Les syndicats pourraient-ils mobiliser sur ce thème ?

Cela dépend des approches confédérales, et de la sensibilité des dirigeants syndicaux. Dans la séquence précédente, il m'a semblé que la CFDT était très mobilisée sur le sujet de l'assurance chômage, Laurent Berger était très présent, alors que la CGT et Philippe Martinez me semblaient en retrait, moins actifs. Ce n'est plus le cas avec Sophie Binet qui a déjà négocié sur ce thème et qui travaille avec Denis Gravouil qui connaît très bien le sujet. Même sans envisager de grandes mobilisations type retraites, ce sujet peut donc devenir important. La réforme de 2019 pointait d'abord l'intermittence, et on peut comprendre que les autres salariés ne se sont pas sentis concernés. Ce n'est qu'à partir de 2022 que les changements ont touché les salariés de façon globale. L'opininon me semble donc pouvoir se retourner rapidement.  

 

(*) Professeur de sociologie à l'université de Paris-Nanterre, au sein de l'IDHES (Institutions et dynamiques historiques de l'économie et de la société),  Mathieu Grégoire s'est spécialisé dans l'emploi, le travail et la protection sociale. 

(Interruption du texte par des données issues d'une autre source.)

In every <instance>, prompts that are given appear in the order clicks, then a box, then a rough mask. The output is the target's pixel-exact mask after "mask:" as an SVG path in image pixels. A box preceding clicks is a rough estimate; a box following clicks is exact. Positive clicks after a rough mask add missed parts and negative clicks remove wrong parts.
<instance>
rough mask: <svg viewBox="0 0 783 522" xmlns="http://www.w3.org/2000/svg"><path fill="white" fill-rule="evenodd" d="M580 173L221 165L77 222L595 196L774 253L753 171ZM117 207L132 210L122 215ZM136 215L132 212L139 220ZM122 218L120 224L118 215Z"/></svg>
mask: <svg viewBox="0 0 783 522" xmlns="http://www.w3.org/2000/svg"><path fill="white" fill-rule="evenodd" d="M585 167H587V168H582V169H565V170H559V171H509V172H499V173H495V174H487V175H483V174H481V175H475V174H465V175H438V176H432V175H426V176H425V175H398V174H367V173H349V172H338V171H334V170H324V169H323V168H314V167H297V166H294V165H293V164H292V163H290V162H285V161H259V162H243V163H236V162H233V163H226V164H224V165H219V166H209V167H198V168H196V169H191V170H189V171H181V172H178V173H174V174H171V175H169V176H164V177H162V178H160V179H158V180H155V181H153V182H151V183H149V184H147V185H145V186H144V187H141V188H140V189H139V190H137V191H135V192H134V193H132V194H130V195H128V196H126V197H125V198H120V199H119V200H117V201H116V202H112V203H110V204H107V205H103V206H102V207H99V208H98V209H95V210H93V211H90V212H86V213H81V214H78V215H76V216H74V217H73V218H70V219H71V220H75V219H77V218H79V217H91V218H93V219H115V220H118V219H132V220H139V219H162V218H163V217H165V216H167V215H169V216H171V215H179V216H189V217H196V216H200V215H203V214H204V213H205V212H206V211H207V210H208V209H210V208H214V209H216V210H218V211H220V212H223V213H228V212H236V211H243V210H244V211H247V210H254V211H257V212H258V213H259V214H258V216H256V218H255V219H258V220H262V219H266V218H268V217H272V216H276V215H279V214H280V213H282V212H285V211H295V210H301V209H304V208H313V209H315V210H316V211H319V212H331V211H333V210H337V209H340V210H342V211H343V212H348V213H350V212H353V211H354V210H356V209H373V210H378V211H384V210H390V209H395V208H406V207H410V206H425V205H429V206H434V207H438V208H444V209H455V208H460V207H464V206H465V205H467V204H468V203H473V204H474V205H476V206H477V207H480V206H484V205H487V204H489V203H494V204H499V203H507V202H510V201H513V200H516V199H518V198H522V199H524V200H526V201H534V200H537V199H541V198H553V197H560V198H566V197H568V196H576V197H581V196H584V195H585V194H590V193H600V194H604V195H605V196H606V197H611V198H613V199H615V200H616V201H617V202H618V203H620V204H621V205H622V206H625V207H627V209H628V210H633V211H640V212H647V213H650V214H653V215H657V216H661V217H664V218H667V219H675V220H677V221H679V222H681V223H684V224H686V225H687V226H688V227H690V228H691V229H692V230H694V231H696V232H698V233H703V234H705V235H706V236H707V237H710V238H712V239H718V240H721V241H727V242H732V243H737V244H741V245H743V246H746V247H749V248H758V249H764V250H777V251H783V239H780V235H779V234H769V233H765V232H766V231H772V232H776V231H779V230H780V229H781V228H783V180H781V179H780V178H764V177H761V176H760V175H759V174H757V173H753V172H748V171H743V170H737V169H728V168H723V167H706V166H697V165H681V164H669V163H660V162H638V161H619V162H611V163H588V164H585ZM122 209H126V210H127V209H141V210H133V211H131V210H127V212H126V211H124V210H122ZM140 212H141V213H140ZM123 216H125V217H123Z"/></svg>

(**) Voir notre article sur l'accord, qui n'a toujours pas été agréé par l'Etat. L'accord a été signé par la CFDT, la CFTC et FO, la CFE-CGC et la CGT refusant de le ratifier.

(***) Lire notre article sur les effets d'une réduction à 14 mois de la durée de l'indemnisation.

(****) Ndlr : comme la France compte environ 31 millions d'actifs, ce chiffre doit donc aussi comprendre des données non actualisées, comme des retraités, des personnes décédées, etc.